Pourquoi ne pas proposer à la signature des opérateurs des contrats à très long terme (20 ou 30 ans) ? Quoiqu'il en soit, il me semble que, dans bien des cas, on pourra se contenter longtemps de l'ADSL.
J'en arrive aux zones de revitalisation rurales (ZRR), qui sont rares et dont le bilan est mitigé, car les aides qui y sont dispensées ne servent pas suffisamment aux entreprises.
L'ACFCI développe ainsi la notion de « criticité territoriale », partant du constat que la disparition d'une petite entreprise dans les campagnes emporte des conséquences beaucoup plus graves et moins réversibles que dans les villes. En conséquence, les aides doivent être concentrées sur ces entreprises pour qui tout est plus difficile avec des ressources moins aisées à obtenir, une faible attractivité pour les cadres et un accès complexifié à des marchés majeurs.
[ Gérard Bailly - Pourquoi les représentants des zones rurales ne parviennent-ils pas à faire entendre leurs spécificités et à obtenir des mesures efficaces pour soutenir leur économie ? ]
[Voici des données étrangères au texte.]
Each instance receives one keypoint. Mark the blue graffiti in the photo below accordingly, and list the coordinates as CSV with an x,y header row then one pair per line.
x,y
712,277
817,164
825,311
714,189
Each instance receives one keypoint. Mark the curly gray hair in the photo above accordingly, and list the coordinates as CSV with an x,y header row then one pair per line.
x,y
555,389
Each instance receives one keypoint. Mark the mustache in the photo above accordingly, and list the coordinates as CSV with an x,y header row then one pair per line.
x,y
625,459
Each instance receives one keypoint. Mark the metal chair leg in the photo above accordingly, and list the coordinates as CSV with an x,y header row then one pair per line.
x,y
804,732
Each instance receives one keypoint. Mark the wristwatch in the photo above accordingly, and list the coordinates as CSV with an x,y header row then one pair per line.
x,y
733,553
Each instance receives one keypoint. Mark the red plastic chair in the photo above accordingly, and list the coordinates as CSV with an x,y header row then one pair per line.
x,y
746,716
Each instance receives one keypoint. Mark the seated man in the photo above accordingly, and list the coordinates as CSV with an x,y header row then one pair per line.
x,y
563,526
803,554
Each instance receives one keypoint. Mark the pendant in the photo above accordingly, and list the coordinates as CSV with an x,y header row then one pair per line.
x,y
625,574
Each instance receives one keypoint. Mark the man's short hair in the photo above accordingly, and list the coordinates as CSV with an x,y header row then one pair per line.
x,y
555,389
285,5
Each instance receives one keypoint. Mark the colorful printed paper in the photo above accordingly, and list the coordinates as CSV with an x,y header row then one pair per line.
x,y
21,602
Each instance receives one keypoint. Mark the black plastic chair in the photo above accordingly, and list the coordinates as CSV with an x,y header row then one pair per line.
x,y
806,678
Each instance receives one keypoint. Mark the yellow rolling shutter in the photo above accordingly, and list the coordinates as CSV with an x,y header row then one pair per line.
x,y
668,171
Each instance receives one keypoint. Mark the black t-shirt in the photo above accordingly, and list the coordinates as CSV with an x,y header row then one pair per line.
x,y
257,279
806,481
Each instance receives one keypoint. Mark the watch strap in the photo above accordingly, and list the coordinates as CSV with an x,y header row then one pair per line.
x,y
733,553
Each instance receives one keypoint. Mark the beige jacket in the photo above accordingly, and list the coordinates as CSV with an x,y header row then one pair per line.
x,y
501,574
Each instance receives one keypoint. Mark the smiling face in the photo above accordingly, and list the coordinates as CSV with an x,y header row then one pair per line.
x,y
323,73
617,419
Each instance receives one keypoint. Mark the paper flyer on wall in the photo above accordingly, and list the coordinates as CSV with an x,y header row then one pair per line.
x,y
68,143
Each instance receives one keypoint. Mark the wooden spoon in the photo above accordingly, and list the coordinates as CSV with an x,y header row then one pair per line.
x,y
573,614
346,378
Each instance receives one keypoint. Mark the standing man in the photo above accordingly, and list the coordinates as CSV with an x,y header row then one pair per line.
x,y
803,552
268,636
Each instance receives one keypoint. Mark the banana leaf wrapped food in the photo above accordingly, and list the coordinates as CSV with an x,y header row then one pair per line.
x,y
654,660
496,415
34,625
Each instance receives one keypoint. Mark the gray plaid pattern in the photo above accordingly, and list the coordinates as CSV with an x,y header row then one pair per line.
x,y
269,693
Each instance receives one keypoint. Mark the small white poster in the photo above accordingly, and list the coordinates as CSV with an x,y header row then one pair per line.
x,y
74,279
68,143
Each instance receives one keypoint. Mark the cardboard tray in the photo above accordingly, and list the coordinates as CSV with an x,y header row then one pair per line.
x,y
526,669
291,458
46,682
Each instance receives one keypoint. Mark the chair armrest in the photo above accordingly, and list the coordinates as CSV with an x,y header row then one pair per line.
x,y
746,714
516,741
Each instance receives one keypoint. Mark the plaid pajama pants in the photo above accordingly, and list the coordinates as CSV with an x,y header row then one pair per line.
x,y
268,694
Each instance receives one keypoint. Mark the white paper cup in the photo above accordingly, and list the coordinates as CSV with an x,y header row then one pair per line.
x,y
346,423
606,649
Je pense que la ruralité n'attire pas, qu'elle rebute même, ou qu'à tout le moins, elle est considérée comme exotique, c'est-à-dire qu'elle peut attirer ponctuellement, mais pas dans la durée.
[ Renée Nicoux - Ce constat est à nuancer, au moins pour les particuliers.]
La valorisation symbolique et monétaire des biens écologiques communs demeure une piste primordiale ; il me semble que les grandes entreprises devraient envisager d'accéder, sous une forme à déterminer, à des « biens » tels que les forêts pour équilibrer leur bilan-carbone, par exemple en contribuant ou en finançant leur entretien.